(Erased Tapes 2010)
Il talento di Olafur Arnalds non lo si scopre certo oggi. Il giovane compositore islandese, benché non ancora venticinquenne, si è fatto notare negli ultimi 3 anni prima come support-act dei Sigur Ros nelle loro tournèe mondiali prima di diventare la punta di diamante della nuova ondata musicale proveniente dall’estremo nord-ovest d’Europa.

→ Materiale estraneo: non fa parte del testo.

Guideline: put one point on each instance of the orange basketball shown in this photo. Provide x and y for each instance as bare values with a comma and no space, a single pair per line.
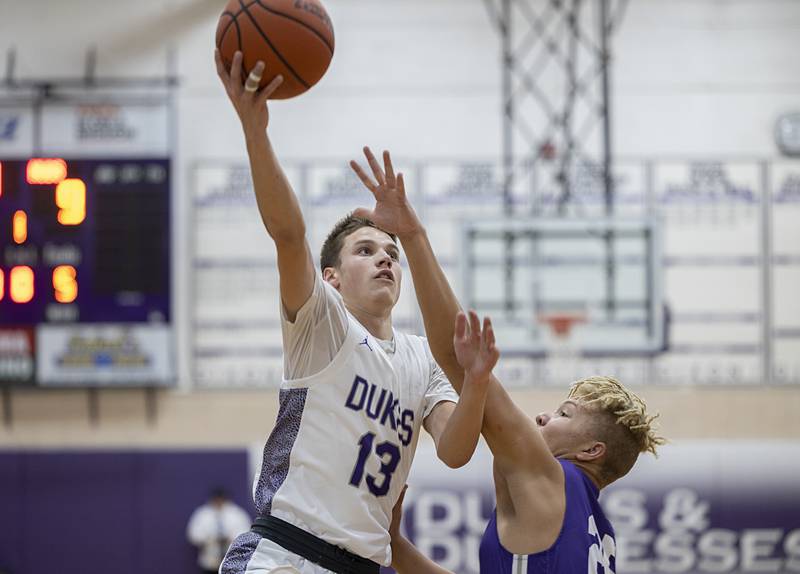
293,38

Il respiro neoclassico arioso di Jonsi e compagni, privato della sua componente pop, è ben evidente anche in questo secondo lavoro sulla lunga distanza del biondo cantautore proveniente dai sobborghi di Reykjavik, ideale descrizione in musica delle brulle ma verdeggianti lande islandesi. Il pianoforte di Olafur (che nasce come batterista in un formazione punk…) e gli archi pennellano un unico grande affresco che corre il rischio di diventare barocco ma che, compenetrato di impercettibili variazioni elettroniche, assimila le dilatazioni dello slo-core a-là Red House Painters per mescolarle a composizioni di Schumann o Chopin. D’altronde l’intento della sua musica Olafur l’ha chiarito più volte: portare la musica classica a chi non l’avrebbe mai ascoltata per aprire la mente delle persone.
I 43 minuti dell’album scorrono come un unicum nel quale l’unica vera discriminante è il susseguirsi di emozioni che affiorano e scompaiono insieme alle note dipinte da Arnalds. Ora sottile e dolente, a tratti solare e gioioso, il suo tocco sui tasti bianchi e neri è sempre delicato, sembra quasi di sentire timore nei suoi polpastrelli che accarezzano appena il piano. C’è una profonda malinconia in tutto il fluire della sua musica, che neanche le aperture più cinematiche (Tunglid, Haegt Kemur Ljosid), quelle vagamente jazzy (Gleypa Okkur, con le spazzole ad accarezzare le pelli della batteria) e la conclusione quasi circense dell’album (Dau Hafa Sloppid Undan Dunga Myrkursins) riescono a fugare.
Il pianista da Mosfellsbær e la sua musica post-classica devia dal percorso imboccato dai conterranei Sigur Ros ritraendosi dalla brezza confortante del pop per abbandonarsi alla musicalità glaciale del profondo Nord. Una bella tazza di caffè americano fumante, caminetto acceso con coperta sulle ginocchia, tanta neve fuori e questo “…And They Have Escaped The Weight Of Darkness”: la giornata invernale ideale. O la giornata islandese ideale.